Kenya update: Miracles, micro-loans and the face of mission

From the Mothers' Union Orphan Program, Diocese of Maseno North

Do you believe in miracles?

From January to March, 2008, the Mother's Union Orphan Feeding program served 57,492 meals.  That represents 4,791 children fed per Saturday at the 15 parishes being sponsored by the Episcopal Diocese of Massachusetts and others.

Missionary Nancy Hardison  reminds us that 2008 "began tragically for Kenya."   Because of the post-election violence we suspended cash payments and food delivery to programs, until February 23, when we deemed it safe to resume.  Then food prices soared.  Even with the suspension of food delivery, we were in financial difficulties.  We stopped buying rice for the programs, so that every Saturday the meal is githeri - maize and beans.  However, it is important to note that programs continued to meet even during January and February.  The mothers provided what they could for food, and taught the classes as usual.

Through all of the struggles of this year, the women of the Mother's Union would not give up on the needy children in their midst.   In witness of God's love they continued to do what they could.  It is a miracle of God's power and love.

Micro-loans - The Road to Self Sufficiency

The difficulties of the winter and spring of 2008 caused the women of the Mother's Union (MU) to seriously re-evaluate their program. They have grown dramatically.

Besides the 15 parishes in the Diocese of Maseno North with financial sponsorship another 23 have begun feeding programs. Thirty-eight of the 42 parishes of the diocese are involved. The size of the program as well as the inequities of some being funded and others not have caused them to propose a bold new direction.  They are committed to making all of the orphan feeding program self sufficient. 

The MU has asked the Diocese of Massachusetts Jubilee Ministries to shift our money from directly paying for the food to funding micro-loans so that the women can begin to fund the programs themselves.  Professor Nancy Hardison, a retired business professor, is working with them to provide business enterprise training, including budgeting, record keeping and break even analysis. Jubilee Ministries approved a $68,000 one year grant beginning in July, 2008 for the Mothers Union Orphan Feeding Program.

Please keep the children and women in your prayers, as well as Nancy and Garry Hardison.

--The Rev. Tom Barrington

Face of Mission: Dianne Smith

Dianne Smith Dianne Smith After returning from a diocesan mission trip to El Salvador last year, Dianne applied to Mission Personnel and contacted Jubilee to explore a call to mission work in Africa. Within a few weeks, she was off to Maseno, Kenya, where she worked alongside the Hardisons for the month of December.  Upon her return, Dianne was accepted as a missioner of The Episcopal Church and will return this fall to Maseno for a longer assignment."Dianne is a Godsend, and we are thrilled she will be returning to Maseno as amissioner," said Nan Hardison on her recent visit to Jubilee.
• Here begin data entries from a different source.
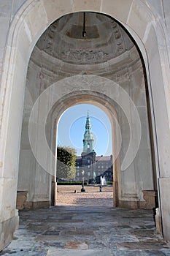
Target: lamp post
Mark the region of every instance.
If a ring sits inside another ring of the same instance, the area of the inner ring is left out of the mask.
[[[85,192],[85,189],[84,189],[84,175],[85,175],[85,171],[84,170],[82,170],[82,189],[81,189],[81,192]]]

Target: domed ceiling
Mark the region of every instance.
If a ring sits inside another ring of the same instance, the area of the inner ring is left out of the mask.
[[[74,64],[100,64],[130,50],[134,43],[123,29],[109,17],[85,12],[72,13],[51,24],[36,47],[53,57]]]

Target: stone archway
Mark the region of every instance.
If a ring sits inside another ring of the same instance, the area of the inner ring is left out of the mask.
[[[162,36],[162,24],[148,7],[139,0],[135,2],[128,1],[123,3],[123,5],[117,1],[109,1],[105,4],[102,1],[92,2],[90,0],[74,2],[58,0],[27,1],[19,10],[10,26],[3,64],[1,89],[1,102],[3,102],[1,108],[1,225],[3,236],[1,247],[11,240],[18,223],[18,213],[15,211],[18,155],[24,85],[31,53],[38,38],[53,21],[66,13],[86,10],[105,13],[117,19],[134,37],[143,56],[151,103],[163,234],[166,239],[170,238],[169,216],[166,214],[169,206],[167,206],[164,200],[169,194],[169,187],[166,186],[169,180],[167,178],[169,177],[170,148],[167,83],[169,74],[168,65],[166,65],[168,64],[168,54],[166,39],[163,41],[164,37]],[[14,131],[16,131],[15,135]],[[9,195],[7,200],[3,196],[7,194]],[[8,229],[9,226],[11,227],[10,229]]]

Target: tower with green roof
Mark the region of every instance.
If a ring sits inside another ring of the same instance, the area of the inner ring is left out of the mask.
[[[85,132],[84,133],[83,138],[83,152],[93,152],[94,151],[94,138],[93,134],[91,131],[90,118],[89,113],[88,112],[88,116],[86,118],[85,123]]]

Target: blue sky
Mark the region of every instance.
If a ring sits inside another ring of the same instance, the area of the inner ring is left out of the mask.
[[[61,116],[58,125],[58,146],[74,148],[77,154],[81,155],[88,111],[94,135],[95,151],[98,156],[112,154],[109,119],[99,108],[89,104],[71,107]]]

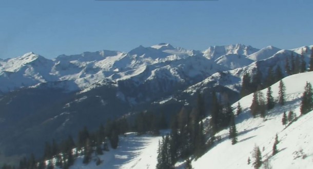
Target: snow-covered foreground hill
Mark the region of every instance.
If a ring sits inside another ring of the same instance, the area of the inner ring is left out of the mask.
[[[269,158],[273,168],[311,168],[313,166],[313,111],[299,117],[297,121],[286,127],[282,124],[284,111],[292,110],[297,116],[300,115],[301,97],[306,81],[313,83],[313,72],[307,72],[288,76],[283,79],[286,86],[286,104],[283,107],[276,105],[268,112],[264,120],[262,118],[253,118],[250,114],[252,94],[240,100],[243,113],[236,118],[239,142],[231,145],[228,138],[228,130],[217,134],[222,140],[206,154],[192,161],[194,168],[204,168],[205,166],[213,168],[251,168],[247,164],[248,157],[253,161],[252,152],[255,145],[261,150],[263,158]],[[279,83],[272,86],[273,96],[278,96]],[[262,92],[265,95],[266,89]],[[236,108],[238,102],[233,104]],[[275,135],[280,143],[279,153],[272,156],[272,149]]]
[[[264,119],[253,118],[250,114],[252,94],[239,101],[243,113],[236,117],[238,143],[232,145],[228,139],[228,130],[217,134],[221,139],[203,156],[192,161],[195,169],[252,168],[252,152],[254,146],[261,150],[262,160],[268,158],[272,168],[311,168],[313,166],[313,111],[300,116],[300,105],[304,87],[307,81],[313,83],[313,72],[290,76],[283,79],[286,86],[285,105],[276,104],[267,113]],[[277,99],[279,82],[272,86],[273,96]],[[265,95],[266,89],[262,91]],[[232,105],[236,109],[238,102]],[[282,124],[284,111],[294,111],[298,119],[289,125]],[[278,135],[279,152],[272,156],[276,134]],[[119,148],[105,152],[100,156],[102,164],[96,166],[95,162],[84,165],[82,157],[76,160],[71,168],[155,168],[156,164],[158,142],[161,137],[136,136],[129,134],[121,137]],[[247,164],[248,158],[251,163]],[[183,162],[177,164],[177,168],[183,168]]]
[[[162,133],[166,132],[167,132]],[[128,133],[126,137],[120,137],[117,149],[104,152],[103,155],[99,156],[102,161],[100,165],[96,165],[94,161],[84,165],[82,156],[75,160],[70,168],[155,168],[160,139],[161,136],[138,136],[133,133]]]

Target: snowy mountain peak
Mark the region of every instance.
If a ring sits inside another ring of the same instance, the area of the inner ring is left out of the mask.
[[[280,50],[280,49],[269,46],[247,56],[247,58],[254,61],[264,60],[272,56]]]
[[[227,46],[210,46],[203,53],[205,57],[215,60],[218,57],[226,54],[236,54],[248,56],[259,50],[250,46],[237,44]]]
[[[175,48],[171,46],[169,44],[166,43],[161,43],[156,45],[153,45],[151,47],[152,48],[161,50],[173,50]]]

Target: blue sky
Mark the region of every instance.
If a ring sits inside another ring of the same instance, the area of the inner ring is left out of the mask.
[[[200,50],[237,43],[295,48],[313,45],[312,9],[311,0],[1,0],[0,58],[128,52],[163,42]]]

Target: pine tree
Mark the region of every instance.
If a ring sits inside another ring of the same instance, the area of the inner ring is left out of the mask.
[[[277,144],[278,144],[278,136],[277,136],[277,134],[276,134],[276,135],[275,136],[275,140],[274,141],[274,144],[273,144],[273,149],[272,151],[272,154],[273,156],[278,153],[278,150],[277,150]]]
[[[283,80],[281,80],[279,81],[279,86],[278,88],[278,103],[281,105],[283,105],[285,104],[285,92],[286,88],[285,87],[285,84],[284,84]]]
[[[258,93],[253,93],[252,103],[251,104],[251,106],[250,107],[250,109],[251,110],[251,114],[253,116],[253,117],[256,117],[258,114],[258,110],[259,108],[259,100],[258,99]]]
[[[221,114],[221,108],[220,103],[218,100],[216,93],[213,92],[212,93],[212,109],[211,112],[211,124],[212,126],[212,132],[214,135],[219,130],[219,115]]]
[[[310,83],[306,82],[304,92],[302,94],[302,101],[300,107],[301,114],[305,114],[313,109],[313,91]]]
[[[261,117],[265,118],[266,113],[266,105],[264,101],[263,94],[260,90],[258,91],[257,92],[258,93],[259,112],[260,112],[259,113],[261,115]]]
[[[287,124],[287,116],[286,116],[286,112],[284,112],[284,113],[283,114],[282,123],[283,125],[286,125],[286,124]]]
[[[303,73],[305,72],[305,70],[306,70],[306,63],[305,62],[305,60],[304,60],[304,54],[303,53],[301,53],[301,56],[300,57],[300,73]]]
[[[231,144],[235,144],[238,142],[237,135],[237,130],[236,129],[234,117],[234,116],[231,116],[229,126],[229,138],[231,139]]]
[[[201,119],[205,117],[205,107],[203,96],[200,92],[198,93],[197,99],[197,109],[199,111],[199,116]]]
[[[240,105],[240,102],[238,102],[238,105],[237,106],[237,110],[236,111],[236,114],[237,116],[239,115],[242,112],[242,108]]]
[[[116,149],[119,144],[119,134],[115,129],[113,129],[111,137],[110,137],[110,143],[113,149]]]
[[[275,76],[274,75],[274,73],[273,72],[273,67],[270,66],[268,68],[268,70],[267,71],[267,76],[266,77],[266,79],[265,79],[265,87],[267,87],[272,85],[273,84],[273,82],[275,82],[275,81],[273,80],[273,79],[275,79]]]
[[[311,55],[310,56],[309,71],[313,71],[313,47],[311,48]]]
[[[251,93],[251,92],[250,77],[248,73],[246,73],[243,75],[242,77],[240,96],[243,97]]]
[[[290,73],[291,74],[295,74],[296,69],[296,61],[295,60],[295,56],[294,53],[291,53],[291,56],[290,56]]]
[[[290,111],[289,111],[289,113],[288,113],[288,121],[289,122],[291,122],[292,121],[292,120],[294,120],[294,119],[295,119],[295,113],[294,113],[294,112],[291,110],[290,110]]]
[[[297,74],[300,72],[300,58],[297,55],[295,59],[295,70],[294,71],[294,74]]]
[[[189,158],[186,160],[186,165],[185,165],[185,169],[193,169],[192,165],[191,165],[191,161]]]
[[[286,73],[287,73],[287,74],[290,75],[291,74],[291,70],[288,57],[286,57],[285,69],[286,70]]]
[[[45,152],[44,153],[44,158],[45,159],[48,160],[51,157],[52,157],[51,146],[49,142],[46,142]]]
[[[255,169],[260,168],[262,164],[262,154],[259,146],[256,145],[253,149],[253,156],[254,161],[252,163]]]
[[[272,96],[272,92],[270,86],[267,88],[267,92],[266,92],[266,105],[267,110],[271,110],[274,108],[274,98]]]

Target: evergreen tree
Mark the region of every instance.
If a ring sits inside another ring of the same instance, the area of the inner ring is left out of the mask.
[[[213,92],[212,93],[212,109],[211,112],[211,123],[212,126],[212,131],[214,135],[219,130],[219,115],[221,114],[221,108],[220,103],[218,100],[218,98],[216,93]]]
[[[306,82],[304,87],[304,92],[302,94],[302,101],[300,107],[301,114],[305,114],[313,109],[313,91],[312,85]]]
[[[281,80],[284,77],[284,75],[282,72],[282,69],[280,68],[279,65],[277,65],[276,69],[275,70],[275,78],[273,83],[276,83],[278,81]]]
[[[119,144],[119,134],[115,130],[113,130],[111,137],[110,137],[110,143],[111,147],[113,149],[116,149]]]
[[[240,102],[238,102],[238,105],[237,106],[237,110],[236,111],[236,114],[237,116],[240,114],[242,112],[242,108],[241,108],[241,105],[240,105]]]
[[[58,153],[58,145],[54,139],[52,139],[52,147],[51,149],[51,153],[52,156],[55,156]]]
[[[44,153],[44,158],[45,159],[48,160],[51,158],[51,157],[52,157],[51,146],[49,142],[46,142],[45,152]]]
[[[300,58],[297,55],[295,59],[295,70],[294,71],[294,74],[297,74],[300,72]]]
[[[310,56],[309,71],[313,71],[313,47],[311,48],[311,55]]]
[[[243,97],[251,93],[251,83],[250,77],[248,73],[245,73],[242,77],[241,82],[241,91],[240,91],[240,96]]]
[[[197,99],[197,109],[199,112],[199,117],[201,119],[205,117],[205,107],[203,96],[200,92],[198,93]]]
[[[265,117],[265,115],[266,113],[266,105],[265,104],[265,102],[264,101],[264,98],[263,96],[263,93],[260,91],[258,91],[258,103],[259,103],[259,107],[258,109],[259,110],[259,113],[261,115],[261,117],[263,118]]]
[[[296,70],[296,61],[295,60],[295,56],[294,56],[294,53],[291,52],[291,56],[290,56],[290,73],[291,74],[295,74]]]
[[[234,117],[234,116],[231,116],[229,126],[229,138],[231,139],[231,144],[233,145],[238,142],[237,135],[237,130],[236,129]]]
[[[285,84],[284,84],[283,80],[281,80],[279,81],[279,86],[278,88],[278,103],[281,105],[283,105],[285,104],[285,92],[286,88],[285,87]]]
[[[286,73],[288,75],[291,74],[291,70],[290,64],[289,62],[289,59],[288,59],[288,57],[286,57],[285,69],[286,70]]]
[[[282,123],[283,125],[286,125],[287,124],[287,116],[286,116],[286,112],[284,112],[284,113],[283,114]]]
[[[292,111],[290,110],[289,111],[289,113],[288,113],[288,121],[289,122],[292,121],[292,120],[294,120],[295,119],[295,113],[294,113]]]
[[[272,92],[270,86],[267,88],[267,92],[266,92],[266,105],[267,110],[271,110],[274,108],[274,98],[272,96]]]
[[[306,70],[306,63],[305,62],[305,60],[304,60],[304,54],[303,53],[301,53],[301,56],[300,57],[300,73],[303,73],[305,72],[305,70]]]
[[[262,164],[262,154],[260,151],[260,148],[257,145],[253,149],[253,156],[254,158],[254,161],[252,164],[253,167],[255,169],[260,168]]]
[[[259,102],[258,99],[258,93],[255,92],[253,95],[253,99],[252,99],[252,103],[250,106],[250,109],[251,110],[251,114],[256,117],[258,114],[258,109],[259,108]]]
[[[277,134],[276,134],[276,135],[275,136],[275,140],[274,141],[274,144],[273,144],[273,149],[272,151],[272,154],[273,156],[278,153],[278,150],[277,150],[277,144],[278,144],[278,136],[277,136]]]
[[[275,79],[275,76],[273,72],[273,67],[270,66],[267,71],[267,76],[265,79],[265,87],[269,87],[273,84],[275,81],[273,79]]]
[[[191,161],[189,158],[186,160],[186,165],[185,165],[185,169],[193,169],[192,165],[191,165]]]

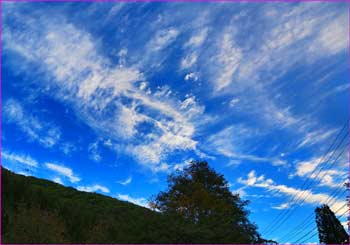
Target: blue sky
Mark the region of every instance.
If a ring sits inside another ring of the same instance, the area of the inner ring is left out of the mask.
[[[2,163],[145,206],[207,160],[260,232],[297,205],[262,233],[293,242],[347,177],[346,152],[312,171],[348,118],[348,27],[346,3],[3,3]]]

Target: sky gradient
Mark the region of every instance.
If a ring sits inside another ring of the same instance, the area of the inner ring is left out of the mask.
[[[206,160],[260,232],[298,206],[262,233],[279,242],[347,178],[347,139],[312,174],[348,118],[347,3],[3,3],[2,18],[16,173],[147,206]]]

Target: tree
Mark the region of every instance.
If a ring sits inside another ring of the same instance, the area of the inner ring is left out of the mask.
[[[320,243],[348,244],[349,236],[327,205],[316,208],[316,224]]]
[[[254,243],[260,239],[248,220],[238,194],[232,194],[224,176],[207,162],[194,161],[168,177],[168,190],[153,198],[151,206],[167,215],[180,216],[200,231],[196,241],[214,243]]]

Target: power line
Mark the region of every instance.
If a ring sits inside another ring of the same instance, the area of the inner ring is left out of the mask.
[[[330,147],[328,148],[328,150],[326,151],[325,155],[323,155],[322,158],[320,159],[320,161],[317,163],[316,167],[313,169],[313,171],[312,171],[311,174],[309,175],[310,177],[313,176],[313,174],[316,172],[318,166],[320,166],[320,164],[321,164],[322,162],[324,162],[324,161],[323,161],[324,158],[327,157],[327,155],[330,154],[330,150],[333,148],[333,146],[335,145],[335,143],[336,143],[336,141],[338,140],[339,136],[342,134],[343,130],[346,128],[346,125],[347,125],[347,123],[344,124],[343,128],[340,130],[340,132],[339,132],[338,135],[336,136],[335,140],[333,141],[333,143],[331,144],[331,146],[330,146]],[[342,144],[343,141],[345,140],[347,134],[348,134],[348,133],[346,132],[346,134],[344,135],[344,137],[342,138],[342,140],[340,141],[340,143],[336,146],[335,150],[332,151],[331,155],[328,157],[328,160],[327,160],[326,162],[328,162],[328,161],[333,157],[333,155],[335,154],[335,152],[338,150],[338,148],[341,146],[341,144]],[[342,153],[341,153],[341,154],[342,154]],[[341,156],[341,155],[340,155],[340,156]],[[340,156],[338,156],[337,159],[338,159]],[[335,164],[335,162],[336,162],[336,161],[333,162],[332,166]],[[328,164],[328,163],[327,163],[327,164]],[[327,164],[326,164],[326,165],[327,165]],[[318,171],[318,173],[316,174],[316,179],[317,179],[318,175],[321,173],[321,171],[325,168],[326,165],[324,165],[324,166]],[[324,175],[325,175],[325,174],[324,174]],[[324,175],[323,175],[323,176],[324,176]],[[308,184],[308,183],[309,183],[309,185],[308,185],[305,189],[307,189],[308,187],[310,187],[310,185],[312,184],[312,182],[310,182],[310,181],[311,181],[310,178],[306,179],[306,180],[304,181],[304,183],[302,184],[301,188],[304,188],[304,186],[305,186],[306,184]],[[305,189],[304,189],[300,194],[294,196],[290,202],[293,204],[293,203],[296,203],[296,202],[300,201],[302,195],[303,195],[304,192],[306,191]],[[309,194],[310,194],[310,193],[309,193]],[[305,199],[304,199],[304,200],[305,200]],[[277,225],[278,225],[279,223],[282,222],[281,224],[283,224],[284,221],[285,221],[288,217],[290,217],[290,215],[293,213],[294,210],[295,210],[295,207],[294,207],[294,209],[288,209],[287,211],[284,211],[284,212],[282,211],[282,212],[280,212],[279,215],[275,218],[275,220],[271,223],[271,225],[268,226],[268,227],[270,228],[270,231],[269,231],[267,234],[265,234],[265,236],[271,234],[272,232],[274,232],[274,231],[276,230],[276,228],[278,228]],[[291,213],[291,212],[292,212],[292,213]],[[289,215],[288,215],[288,214],[289,214]],[[280,218],[280,219],[279,219],[279,218]],[[280,225],[281,225],[281,224],[280,224]],[[265,229],[265,230],[266,230],[266,229]]]
[[[345,206],[347,206],[347,203],[345,203],[342,207],[340,207],[337,211],[335,211],[334,213],[336,214],[337,212],[339,212],[342,208],[344,208]],[[349,210],[346,210],[342,215],[339,216],[339,218],[341,218],[342,216],[344,216],[344,214],[346,214]],[[312,233],[313,232],[313,233]],[[318,233],[318,230],[316,229],[316,231],[314,231],[314,229],[310,230],[309,232],[307,232],[304,236],[302,236],[301,238],[299,238],[298,240],[296,240],[295,242],[293,242],[294,244],[296,243],[303,243],[305,241],[307,241],[308,239],[314,237],[316,234]],[[312,234],[310,236],[310,234]],[[309,235],[309,236],[308,236]],[[308,236],[308,237],[307,237]],[[305,238],[305,239],[304,239]],[[299,242],[300,240],[304,239],[302,242]]]
[[[346,136],[346,135],[345,135],[345,136]],[[343,138],[343,140],[344,140],[344,139],[345,139],[345,138]],[[333,166],[335,165],[335,163],[336,163],[336,162],[338,161],[338,159],[342,156],[342,154],[345,152],[346,149],[347,149],[347,147],[344,148],[343,151],[336,157],[336,159],[333,161],[331,167],[333,167]],[[335,152],[335,151],[334,151],[334,152]],[[322,170],[323,170],[323,168],[320,169],[320,171],[318,172],[318,174],[321,173]],[[328,171],[329,171],[329,170],[328,170]],[[317,174],[317,176],[318,176],[318,174]],[[327,174],[327,171],[324,172],[324,174],[323,174],[322,177],[324,177],[326,174]],[[317,176],[316,176],[315,179],[317,179]],[[310,183],[311,183],[311,182],[310,182]],[[311,184],[310,184],[310,185],[311,185]],[[307,188],[309,188],[310,185],[309,185]],[[295,200],[295,203],[296,203],[296,202],[299,202],[299,201],[304,202],[304,201],[307,200],[307,198],[312,194],[311,192],[306,193],[306,196],[305,196],[303,199],[301,199],[301,198],[302,198],[302,195],[303,195],[303,193],[304,193],[305,191],[306,191],[306,189],[302,191],[302,193],[300,194],[300,197],[299,197],[297,200]],[[296,210],[297,210],[297,209],[296,209],[296,205],[294,206],[294,208],[289,209],[289,210],[286,212],[286,215],[285,215],[283,218],[281,218],[281,220],[279,220],[279,221],[276,223],[275,228],[272,229],[272,230],[270,231],[270,234],[271,234],[272,232],[274,232],[276,229],[278,229],[279,226],[281,226],[284,222],[286,222],[286,221],[288,220],[288,218],[289,218],[293,213],[295,213]],[[279,226],[277,226],[277,224],[279,224]]]
[[[345,181],[344,181],[345,182]],[[327,200],[325,201],[325,204],[327,204],[328,206],[332,206],[337,200],[336,198],[338,196],[342,196],[344,193],[346,193],[346,189],[341,192],[339,194],[339,192],[342,190],[342,188],[344,187],[344,183],[341,183],[339,185],[338,188],[336,188],[331,195],[327,198]],[[281,238],[280,238],[280,242],[284,243],[283,241],[287,241],[288,237],[294,236],[296,235],[300,230],[303,230],[304,228],[308,227],[309,225],[312,224],[312,217],[314,215],[314,212],[310,213],[310,215],[308,217],[306,217],[301,223],[299,223],[297,226],[295,226],[291,232],[287,232],[286,234],[284,234]]]
[[[340,135],[342,134],[343,130],[346,129],[346,125],[348,122],[345,122],[344,126],[342,127],[342,129],[339,131],[339,133],[337,134],[337,136],[335,137],[335,139],[333,140],[332,144],[330,145],[330,147],[327,149],[325,155],[323,155],[323,157],[321,158],[321,160],[319,161],[319,163],[317,164],[317,166],[314,168],[314,170],[312,171],[311,175],[314,173],[314,171],[317,169],[318,165],[321,163],[321,161],[324,159],[325,156],[327,156],[330,152],[330,150],[333,148],[333,146],[335,145],[336,141],[338,140],[338,138],[340,137]],[[304,181],[303,185],[301,188],[303,188],[303,186],[307,183],[307,180]],[[278,190],[275,194],[278,194],[280,192],[280,190]],[[294,201],[295,196],[293,197]],[[263,230],[262,233],[264,233],[265,231],[269,230],[270,228],[274,227],[274,223],[280,218],[280,216],[283,216],[283,211],[281,211],[276,218]],[[270,234],[270,232],[268,233]]]

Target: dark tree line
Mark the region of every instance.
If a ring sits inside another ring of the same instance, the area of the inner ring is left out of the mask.
[[[196,224],[202,231],[196,243],[272,243],[262,239],[248,220],[247,204],[232,194],[222,174],[198,161],[171,174],[168,190],[151,202],[155,210]]]
[[[349,235],[327,205],[316,208],[315,212],[320,243],[349,244]]]

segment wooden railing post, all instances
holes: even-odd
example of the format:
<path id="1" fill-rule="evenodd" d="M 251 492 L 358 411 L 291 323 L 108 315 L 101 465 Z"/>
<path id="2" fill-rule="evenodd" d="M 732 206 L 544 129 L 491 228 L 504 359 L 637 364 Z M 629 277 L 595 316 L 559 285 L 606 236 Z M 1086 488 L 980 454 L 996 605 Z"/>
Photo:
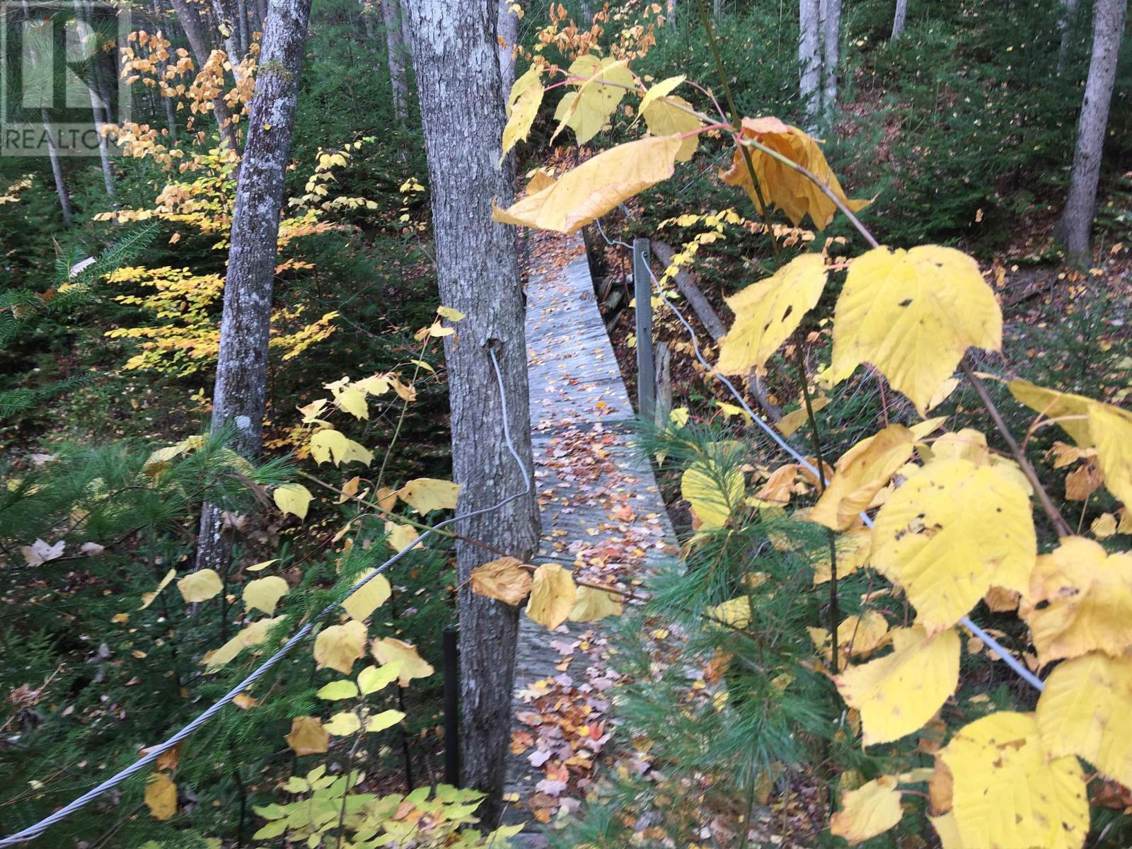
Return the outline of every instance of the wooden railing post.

In her own words, Dianne reports, "My mission assignment is as nurse administrator for Maseno Hospital, but I will do anything Gerry and Nan need me to do. I think our best work is always done side-by-side, hand-in-hand. I expect to be in Maseno by mid-October.

"I have been doing some night-time private duty nursing here on the Vineyard, but my primary position has been as the office manager for Seven Gates Farm Corporation for several years. Friends, family and employers have been very supportive of my call to mission, for which I'm grateful. I moved to the island in 1971 and have three grown children and six grandchildren.

"I enjoy an active church life at St. Andrew's, Edgartown, as parish nurse, labyrinth facilitator, Fair Trade coffee coordinator, mission trip leader, lay leader and LEM. We all wear lots of hats in small-town America, and I expect to wear lots of them in Kenya, as well. It is a gift to be invited back to work with the Hardisons and the people of Maseno."